23/09/2004
Press Release
SG/SM/9499
DC/2935


Entry into force of nuclear-test-ban treaty would strengthen security of states,

 

peoples everywhere, Secretary-General says at launch of ministerial statement


Following is Secretary-General Kofi Annan’s message on the occasion of the launching of the second Joint Ministerial Statement of support for the Comprehensive Nuclear-Test-Ban Treaty, delivered in New York today by Nobuyasu Abe, Under-Secretary-General for Disarmament Affairs:


I welcome the launching of the Joint Ministerial Statement of support for the Comprehensive Nuclear-Test-Ban Treaty (CTBT).

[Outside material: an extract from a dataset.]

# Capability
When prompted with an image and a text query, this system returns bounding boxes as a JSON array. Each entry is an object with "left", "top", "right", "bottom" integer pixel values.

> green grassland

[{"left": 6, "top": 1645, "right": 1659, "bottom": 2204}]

On 10 September 1996, the United Nations General Assembly, with the support of 158 Member States, adopted the CTBT.  The adoption of the Treaty was a moment of great promise -– and a major step by the international community towards the goal of bringing 50 years of nuclear testing to an end.


However, eight years later, the promise of that moment has yet to be realized.  The Treaty still has not entered into force, as a number of States are still to sign and ratify it.  The longer its entry into force is delayed, the more likely that nuclear testing will resume.  Were this to happen, it would be a major setback in non-proliferation and nuclear disarmament efforts.  In the era in which we live, we cannot afford such a setback.

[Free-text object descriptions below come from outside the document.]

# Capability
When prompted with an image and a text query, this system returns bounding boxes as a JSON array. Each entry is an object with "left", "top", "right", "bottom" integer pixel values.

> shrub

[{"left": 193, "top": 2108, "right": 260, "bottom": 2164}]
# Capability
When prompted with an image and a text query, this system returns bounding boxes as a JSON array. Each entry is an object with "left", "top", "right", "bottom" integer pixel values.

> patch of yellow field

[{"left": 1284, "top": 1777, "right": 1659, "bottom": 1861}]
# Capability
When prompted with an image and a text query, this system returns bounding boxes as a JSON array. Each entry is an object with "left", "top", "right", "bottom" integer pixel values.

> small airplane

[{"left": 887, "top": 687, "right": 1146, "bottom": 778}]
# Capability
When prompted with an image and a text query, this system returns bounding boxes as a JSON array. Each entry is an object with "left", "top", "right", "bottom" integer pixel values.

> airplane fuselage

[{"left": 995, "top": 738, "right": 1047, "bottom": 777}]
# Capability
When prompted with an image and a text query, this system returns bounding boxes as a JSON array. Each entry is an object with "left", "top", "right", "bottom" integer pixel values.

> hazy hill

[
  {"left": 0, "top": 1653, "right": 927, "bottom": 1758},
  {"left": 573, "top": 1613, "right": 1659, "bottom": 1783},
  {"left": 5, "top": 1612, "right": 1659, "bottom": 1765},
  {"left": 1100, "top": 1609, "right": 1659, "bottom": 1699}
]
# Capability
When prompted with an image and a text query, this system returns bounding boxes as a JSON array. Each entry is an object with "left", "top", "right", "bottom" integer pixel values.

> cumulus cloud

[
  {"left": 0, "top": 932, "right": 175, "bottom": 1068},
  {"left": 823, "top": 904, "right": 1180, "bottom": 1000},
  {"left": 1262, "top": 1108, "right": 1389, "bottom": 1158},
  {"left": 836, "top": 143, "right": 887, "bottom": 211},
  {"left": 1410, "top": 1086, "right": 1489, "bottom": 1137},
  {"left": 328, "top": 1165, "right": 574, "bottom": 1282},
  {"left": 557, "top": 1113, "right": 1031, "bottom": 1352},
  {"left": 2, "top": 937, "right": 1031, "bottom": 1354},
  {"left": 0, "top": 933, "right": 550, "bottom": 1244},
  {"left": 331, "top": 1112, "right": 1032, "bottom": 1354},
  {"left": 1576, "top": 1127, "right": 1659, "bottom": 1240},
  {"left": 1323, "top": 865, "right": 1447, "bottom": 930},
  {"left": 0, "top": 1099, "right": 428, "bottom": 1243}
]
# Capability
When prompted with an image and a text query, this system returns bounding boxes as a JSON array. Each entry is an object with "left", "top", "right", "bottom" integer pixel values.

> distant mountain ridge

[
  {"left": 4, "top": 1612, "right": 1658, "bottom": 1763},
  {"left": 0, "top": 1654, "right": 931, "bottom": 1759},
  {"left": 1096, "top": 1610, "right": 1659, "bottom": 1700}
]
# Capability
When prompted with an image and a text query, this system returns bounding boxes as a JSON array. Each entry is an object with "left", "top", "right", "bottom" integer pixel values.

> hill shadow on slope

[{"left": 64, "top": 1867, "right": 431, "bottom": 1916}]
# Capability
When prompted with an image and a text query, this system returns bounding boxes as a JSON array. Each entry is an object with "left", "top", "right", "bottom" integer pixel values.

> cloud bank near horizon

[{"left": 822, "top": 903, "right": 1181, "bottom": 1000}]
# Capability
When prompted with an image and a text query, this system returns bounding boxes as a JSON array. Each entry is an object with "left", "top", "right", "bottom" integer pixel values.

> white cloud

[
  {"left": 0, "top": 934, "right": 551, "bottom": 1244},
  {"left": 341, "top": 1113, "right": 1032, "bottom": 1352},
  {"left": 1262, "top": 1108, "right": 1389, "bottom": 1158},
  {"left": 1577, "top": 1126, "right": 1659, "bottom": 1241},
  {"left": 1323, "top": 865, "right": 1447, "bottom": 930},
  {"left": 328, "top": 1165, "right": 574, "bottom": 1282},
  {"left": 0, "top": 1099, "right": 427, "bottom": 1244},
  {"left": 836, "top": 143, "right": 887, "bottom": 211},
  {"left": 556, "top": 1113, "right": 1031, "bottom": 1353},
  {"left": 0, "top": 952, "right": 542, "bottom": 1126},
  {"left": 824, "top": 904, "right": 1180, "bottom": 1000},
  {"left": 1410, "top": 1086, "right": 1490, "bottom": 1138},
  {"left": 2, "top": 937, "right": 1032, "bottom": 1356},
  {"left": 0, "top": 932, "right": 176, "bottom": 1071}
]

In my capacity as depositary of the Treaty, I therefore appeal once again to all States that have yet to sign or ratify the Treaty to do so without delay, particularly those States whose participation is required for the Treaty to enter into force.  I remind them that the Treaty contains far-reaching verification provisions to ensure full compliance with its provisions, including an international monitoring system, on-site inspections on short notice, and confidence-building measures.  Its entry into force would strengthen the security of States and peoples everywhere.


I also thank the ministers who are represented here today for their continued commitment to the goal of a world free of nuclear testing.  I encourage you all to continue your efforts to persuade other States of the clear merits of the Treaty.  And I join with you in hoping that this event will help generate renewed momentum to help bring the CTBT into force.